In Prince George's County, about 90,000 residents are without health insurance; in Maryland, the number is believed to top 800,000. Nationally, it is becoming an epidemic, as the cost of premiums continues to rise at a pace faster than inflation and wages. Even middle-class families are finding that affordable health care is no longer a guaranteed job benefit.

"The conventional wisdom is that they [the uninsured] don't have jobs, but that's not [always] the case," said Ben Steffen, director of the Center for Information Services and Analysis at the Maryland Health Care Commission.

Politicians in the year's major races have talked some about health care issues - Gov. Robert L. Ehrlich Jr. has pitched an expansion of access to health care while his Democratic challenger, Baltimore Mayor Martin O'Malley, has discussed ways to counter a nursing shortage. In the U.S. Senate race, Rep. Benjamin L. Cardin promised a cancer cure by 2015 while his Republican opponent, Lt. Gov. Michael S. Steele, said he wanted to allow the importation of cheaper Canadian drugs.

But, to many in the state's second most-populous jurisdiction, it's not enough. Health care, they say, is all but ignored as a major issue unless officials are pressed by activists in their community.

"You've got to put it in their face," said Sylvia L. Quinton, a public health lawyer turned advocate who is a founder of the county's Health Action Forum. "Their issues are education, the economy and crime. They do not add health care."

As Aguilar goes from apartment to apartment, rapping on the large brass knockers that adorn each brick-red door, she encounters a cross section of lower-income Marylanders. Some are newcomers to the United States, many speak little or no English, many find themselves without steady jobs and - by extension - without medical insurance.
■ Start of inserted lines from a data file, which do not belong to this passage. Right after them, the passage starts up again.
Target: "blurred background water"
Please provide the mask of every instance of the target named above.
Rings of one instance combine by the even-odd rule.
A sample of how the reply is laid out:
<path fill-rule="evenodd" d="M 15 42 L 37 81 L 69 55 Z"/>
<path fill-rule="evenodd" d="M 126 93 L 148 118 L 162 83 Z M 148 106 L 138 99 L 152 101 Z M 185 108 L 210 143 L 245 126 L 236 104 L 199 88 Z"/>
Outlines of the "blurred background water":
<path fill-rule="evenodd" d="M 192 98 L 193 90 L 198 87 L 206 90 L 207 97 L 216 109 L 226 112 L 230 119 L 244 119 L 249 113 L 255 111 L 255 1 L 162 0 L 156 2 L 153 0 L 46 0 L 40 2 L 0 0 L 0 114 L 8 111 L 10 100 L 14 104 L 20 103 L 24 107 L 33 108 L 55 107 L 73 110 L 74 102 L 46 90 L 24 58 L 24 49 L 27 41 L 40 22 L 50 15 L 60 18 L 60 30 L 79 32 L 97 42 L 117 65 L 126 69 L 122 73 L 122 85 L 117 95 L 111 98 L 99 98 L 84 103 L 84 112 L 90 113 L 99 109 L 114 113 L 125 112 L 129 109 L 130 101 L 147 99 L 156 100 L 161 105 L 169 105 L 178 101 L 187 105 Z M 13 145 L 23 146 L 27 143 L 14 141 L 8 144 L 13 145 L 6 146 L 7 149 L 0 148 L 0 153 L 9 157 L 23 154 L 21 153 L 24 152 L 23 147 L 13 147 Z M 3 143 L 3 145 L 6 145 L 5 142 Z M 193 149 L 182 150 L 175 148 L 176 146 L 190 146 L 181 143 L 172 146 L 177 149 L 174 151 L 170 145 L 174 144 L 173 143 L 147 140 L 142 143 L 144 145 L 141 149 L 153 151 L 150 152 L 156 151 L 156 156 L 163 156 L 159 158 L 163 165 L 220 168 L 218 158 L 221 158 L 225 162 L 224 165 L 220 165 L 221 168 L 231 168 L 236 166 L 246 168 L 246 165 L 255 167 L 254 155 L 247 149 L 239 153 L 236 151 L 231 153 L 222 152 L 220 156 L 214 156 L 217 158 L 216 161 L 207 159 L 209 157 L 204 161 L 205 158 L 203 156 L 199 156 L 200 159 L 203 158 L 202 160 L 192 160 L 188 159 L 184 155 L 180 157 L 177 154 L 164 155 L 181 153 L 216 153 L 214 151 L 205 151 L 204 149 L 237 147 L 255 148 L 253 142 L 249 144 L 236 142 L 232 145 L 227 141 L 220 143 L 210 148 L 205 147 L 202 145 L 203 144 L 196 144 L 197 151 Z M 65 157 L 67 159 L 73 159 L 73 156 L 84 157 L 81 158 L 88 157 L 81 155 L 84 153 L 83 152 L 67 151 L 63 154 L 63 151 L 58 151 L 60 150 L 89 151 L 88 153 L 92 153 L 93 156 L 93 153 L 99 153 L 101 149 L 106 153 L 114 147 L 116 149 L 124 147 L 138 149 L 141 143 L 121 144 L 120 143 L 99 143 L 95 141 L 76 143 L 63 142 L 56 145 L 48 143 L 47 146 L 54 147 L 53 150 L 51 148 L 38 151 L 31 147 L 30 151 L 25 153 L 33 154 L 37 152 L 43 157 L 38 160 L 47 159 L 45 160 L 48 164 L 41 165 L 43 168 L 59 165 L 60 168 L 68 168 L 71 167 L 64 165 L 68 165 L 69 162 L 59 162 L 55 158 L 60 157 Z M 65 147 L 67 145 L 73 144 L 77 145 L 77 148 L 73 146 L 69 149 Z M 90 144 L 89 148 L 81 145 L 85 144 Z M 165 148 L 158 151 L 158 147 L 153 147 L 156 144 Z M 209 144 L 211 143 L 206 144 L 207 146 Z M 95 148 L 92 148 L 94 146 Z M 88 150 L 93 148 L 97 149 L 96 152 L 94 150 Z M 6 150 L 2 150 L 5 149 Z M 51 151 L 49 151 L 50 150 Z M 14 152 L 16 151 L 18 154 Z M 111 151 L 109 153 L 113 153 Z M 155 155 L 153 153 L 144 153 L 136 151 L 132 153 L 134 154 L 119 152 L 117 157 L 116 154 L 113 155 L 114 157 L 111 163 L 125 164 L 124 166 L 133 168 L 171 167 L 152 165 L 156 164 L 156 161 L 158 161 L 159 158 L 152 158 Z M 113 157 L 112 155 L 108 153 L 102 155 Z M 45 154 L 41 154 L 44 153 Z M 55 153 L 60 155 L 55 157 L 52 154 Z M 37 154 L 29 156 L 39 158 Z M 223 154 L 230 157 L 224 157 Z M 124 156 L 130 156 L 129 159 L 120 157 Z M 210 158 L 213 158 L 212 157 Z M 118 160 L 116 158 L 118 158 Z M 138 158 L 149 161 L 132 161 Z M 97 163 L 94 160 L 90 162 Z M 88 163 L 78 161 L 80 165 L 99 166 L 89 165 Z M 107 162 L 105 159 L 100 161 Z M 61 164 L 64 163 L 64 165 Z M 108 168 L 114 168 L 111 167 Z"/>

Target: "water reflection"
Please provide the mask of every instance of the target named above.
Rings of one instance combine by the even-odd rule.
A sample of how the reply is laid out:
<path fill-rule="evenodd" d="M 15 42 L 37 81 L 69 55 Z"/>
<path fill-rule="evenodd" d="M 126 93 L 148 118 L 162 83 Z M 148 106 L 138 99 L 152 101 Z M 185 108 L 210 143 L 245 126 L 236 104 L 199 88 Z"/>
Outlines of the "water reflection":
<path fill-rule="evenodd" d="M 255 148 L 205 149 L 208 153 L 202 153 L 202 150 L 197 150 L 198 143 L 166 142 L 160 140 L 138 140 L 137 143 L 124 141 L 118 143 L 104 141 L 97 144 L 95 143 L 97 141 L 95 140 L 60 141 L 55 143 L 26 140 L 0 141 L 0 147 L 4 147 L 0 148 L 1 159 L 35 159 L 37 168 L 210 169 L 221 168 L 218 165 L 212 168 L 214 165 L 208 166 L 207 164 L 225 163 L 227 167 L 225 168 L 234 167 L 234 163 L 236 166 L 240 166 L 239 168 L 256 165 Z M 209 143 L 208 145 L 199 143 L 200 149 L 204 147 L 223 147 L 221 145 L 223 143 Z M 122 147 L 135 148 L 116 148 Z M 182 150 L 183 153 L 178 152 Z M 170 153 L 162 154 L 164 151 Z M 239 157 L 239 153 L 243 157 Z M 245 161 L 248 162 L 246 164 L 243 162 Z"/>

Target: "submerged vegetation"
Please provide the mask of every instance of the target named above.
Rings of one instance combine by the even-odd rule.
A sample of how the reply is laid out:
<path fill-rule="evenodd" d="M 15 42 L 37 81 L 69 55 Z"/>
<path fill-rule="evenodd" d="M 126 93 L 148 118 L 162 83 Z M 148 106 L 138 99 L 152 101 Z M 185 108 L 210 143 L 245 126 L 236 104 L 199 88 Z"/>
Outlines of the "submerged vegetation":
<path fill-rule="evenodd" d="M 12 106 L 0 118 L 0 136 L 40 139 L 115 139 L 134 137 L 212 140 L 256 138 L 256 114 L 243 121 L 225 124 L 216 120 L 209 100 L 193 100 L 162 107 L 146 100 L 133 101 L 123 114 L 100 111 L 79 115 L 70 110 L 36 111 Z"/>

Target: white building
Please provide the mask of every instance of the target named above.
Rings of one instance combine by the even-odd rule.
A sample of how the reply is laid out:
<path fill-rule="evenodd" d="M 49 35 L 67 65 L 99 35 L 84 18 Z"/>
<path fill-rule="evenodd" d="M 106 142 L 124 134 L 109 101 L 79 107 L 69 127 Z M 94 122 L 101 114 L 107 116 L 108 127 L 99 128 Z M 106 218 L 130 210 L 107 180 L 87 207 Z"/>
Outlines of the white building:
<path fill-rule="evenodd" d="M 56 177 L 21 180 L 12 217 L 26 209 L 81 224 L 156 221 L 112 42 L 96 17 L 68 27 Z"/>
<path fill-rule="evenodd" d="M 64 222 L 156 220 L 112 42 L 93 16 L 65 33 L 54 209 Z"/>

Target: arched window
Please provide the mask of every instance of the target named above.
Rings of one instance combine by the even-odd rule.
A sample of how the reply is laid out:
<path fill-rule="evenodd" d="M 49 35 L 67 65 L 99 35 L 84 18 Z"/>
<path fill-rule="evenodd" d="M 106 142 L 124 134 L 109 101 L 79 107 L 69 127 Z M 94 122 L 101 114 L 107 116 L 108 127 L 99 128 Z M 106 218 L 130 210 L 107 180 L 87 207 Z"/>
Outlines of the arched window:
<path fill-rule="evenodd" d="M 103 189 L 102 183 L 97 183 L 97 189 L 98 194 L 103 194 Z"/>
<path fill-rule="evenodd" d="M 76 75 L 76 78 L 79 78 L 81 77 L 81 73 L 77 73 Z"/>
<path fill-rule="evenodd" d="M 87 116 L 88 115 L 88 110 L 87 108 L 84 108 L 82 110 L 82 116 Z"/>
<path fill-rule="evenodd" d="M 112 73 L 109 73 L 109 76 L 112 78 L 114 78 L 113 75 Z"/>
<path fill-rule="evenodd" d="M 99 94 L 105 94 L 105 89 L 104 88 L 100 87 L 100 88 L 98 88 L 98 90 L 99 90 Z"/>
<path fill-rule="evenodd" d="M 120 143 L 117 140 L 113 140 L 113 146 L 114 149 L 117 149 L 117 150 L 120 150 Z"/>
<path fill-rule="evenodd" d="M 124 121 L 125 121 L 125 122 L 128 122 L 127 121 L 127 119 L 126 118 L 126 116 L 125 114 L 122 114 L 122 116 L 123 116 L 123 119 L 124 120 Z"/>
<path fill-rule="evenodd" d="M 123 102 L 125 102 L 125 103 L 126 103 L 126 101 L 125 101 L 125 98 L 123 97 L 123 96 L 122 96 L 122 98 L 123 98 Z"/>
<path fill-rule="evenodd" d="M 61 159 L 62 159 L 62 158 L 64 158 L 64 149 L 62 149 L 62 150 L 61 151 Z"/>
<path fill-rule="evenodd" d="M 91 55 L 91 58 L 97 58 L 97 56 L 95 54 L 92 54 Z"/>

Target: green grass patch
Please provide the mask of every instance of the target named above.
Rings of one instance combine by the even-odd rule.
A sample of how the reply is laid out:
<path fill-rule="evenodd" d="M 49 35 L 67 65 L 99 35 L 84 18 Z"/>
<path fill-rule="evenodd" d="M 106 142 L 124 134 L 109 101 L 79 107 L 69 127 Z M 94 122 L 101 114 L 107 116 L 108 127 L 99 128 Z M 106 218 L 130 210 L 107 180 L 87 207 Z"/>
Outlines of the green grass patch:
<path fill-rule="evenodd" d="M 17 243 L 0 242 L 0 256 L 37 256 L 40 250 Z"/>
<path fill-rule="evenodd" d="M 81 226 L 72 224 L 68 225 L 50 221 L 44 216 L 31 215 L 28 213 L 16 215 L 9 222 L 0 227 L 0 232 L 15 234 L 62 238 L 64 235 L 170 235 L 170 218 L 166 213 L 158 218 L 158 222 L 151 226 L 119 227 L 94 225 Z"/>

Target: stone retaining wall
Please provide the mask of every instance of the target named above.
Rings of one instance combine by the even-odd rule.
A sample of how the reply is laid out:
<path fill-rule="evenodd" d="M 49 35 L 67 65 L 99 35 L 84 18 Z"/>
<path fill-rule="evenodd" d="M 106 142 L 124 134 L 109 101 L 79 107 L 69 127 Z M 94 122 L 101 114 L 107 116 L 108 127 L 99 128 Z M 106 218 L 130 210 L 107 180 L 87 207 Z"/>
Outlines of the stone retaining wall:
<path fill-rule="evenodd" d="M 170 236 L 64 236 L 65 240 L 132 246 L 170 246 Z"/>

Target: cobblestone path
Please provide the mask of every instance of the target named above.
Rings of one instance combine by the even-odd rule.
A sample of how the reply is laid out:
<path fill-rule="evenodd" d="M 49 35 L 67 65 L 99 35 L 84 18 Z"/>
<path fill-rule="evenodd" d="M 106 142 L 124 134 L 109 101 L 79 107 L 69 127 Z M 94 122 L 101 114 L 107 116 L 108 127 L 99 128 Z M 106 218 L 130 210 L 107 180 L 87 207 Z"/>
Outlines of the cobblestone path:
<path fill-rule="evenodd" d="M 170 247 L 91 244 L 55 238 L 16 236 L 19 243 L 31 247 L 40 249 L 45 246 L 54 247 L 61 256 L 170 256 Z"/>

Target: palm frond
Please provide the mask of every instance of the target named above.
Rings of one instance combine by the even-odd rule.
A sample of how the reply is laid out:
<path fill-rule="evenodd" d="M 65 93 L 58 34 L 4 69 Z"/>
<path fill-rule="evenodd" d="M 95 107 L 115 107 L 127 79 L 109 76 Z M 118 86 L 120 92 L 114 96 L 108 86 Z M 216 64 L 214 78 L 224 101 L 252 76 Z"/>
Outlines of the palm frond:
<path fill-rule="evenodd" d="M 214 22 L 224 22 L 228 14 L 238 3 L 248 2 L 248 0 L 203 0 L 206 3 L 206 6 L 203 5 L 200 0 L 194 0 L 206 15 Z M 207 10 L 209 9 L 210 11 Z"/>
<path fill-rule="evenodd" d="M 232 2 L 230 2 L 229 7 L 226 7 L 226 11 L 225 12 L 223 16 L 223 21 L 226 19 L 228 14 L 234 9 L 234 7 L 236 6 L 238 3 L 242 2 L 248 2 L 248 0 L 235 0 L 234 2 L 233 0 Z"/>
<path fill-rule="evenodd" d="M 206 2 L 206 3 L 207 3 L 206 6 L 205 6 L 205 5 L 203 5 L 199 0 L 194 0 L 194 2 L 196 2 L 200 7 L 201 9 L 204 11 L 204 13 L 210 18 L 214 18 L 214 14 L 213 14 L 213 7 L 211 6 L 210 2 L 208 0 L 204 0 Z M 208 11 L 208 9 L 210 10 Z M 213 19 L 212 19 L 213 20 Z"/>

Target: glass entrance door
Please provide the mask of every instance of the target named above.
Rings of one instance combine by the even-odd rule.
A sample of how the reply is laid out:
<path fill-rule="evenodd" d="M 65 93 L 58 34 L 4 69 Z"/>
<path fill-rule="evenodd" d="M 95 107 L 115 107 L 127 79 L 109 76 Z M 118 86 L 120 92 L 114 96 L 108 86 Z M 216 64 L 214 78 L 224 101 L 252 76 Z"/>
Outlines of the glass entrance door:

When Aguilar asks Ana Julia Ferman, a grandmother from El Salvador, whether anyone in her household has health insurance, the answer is swift. "Nadie," Ferman says. Nadie is Spanish for nobody.

Ferman stands in the doorway in her brightly colored apron. She has been flattening balls of dough into tortillas and cooking them on a cookie sheet across two burners on her stove. She worries about not having health insurance - without legal immigration papers she isn't eligible, she says - but, for now, it is her reality, no matter how frustrating. If she gets sick, she says, she calls a daughter back in El Salvador, who in turn calls a doctor there who sends medicine.

But to Ferman, her well-being is important. She won't scrimp on annual checkups and mammograms. She just finds the cash somehow to pay for them. Ferman says she "prefers to stop eating for a week than not go to the doctor."

Nearby, Marta Lara, a 40-year- old mother of two from El Salvador, makes a meager living baby-sitting for two other children. On a recent afternoon, with one television tuned to Spanish-language soap operas and another tuned to English-language cartoons for her 8-year-old, she sat in her living room and explained her plight. No green card. No health insurance.

She hasn't been to the doctor, she said, since her younger son was born four years ago.

Vincent DeMarco, president of the Maryland Citizens' Health Initiative, said his group is championing a proposal that would raise the cigarette tax by $1 a pack to get health insurance for 50,000 more Marylanders. He said a number of Prince George's County legislators back the plan, though neither gubernatorial candidate has signed on.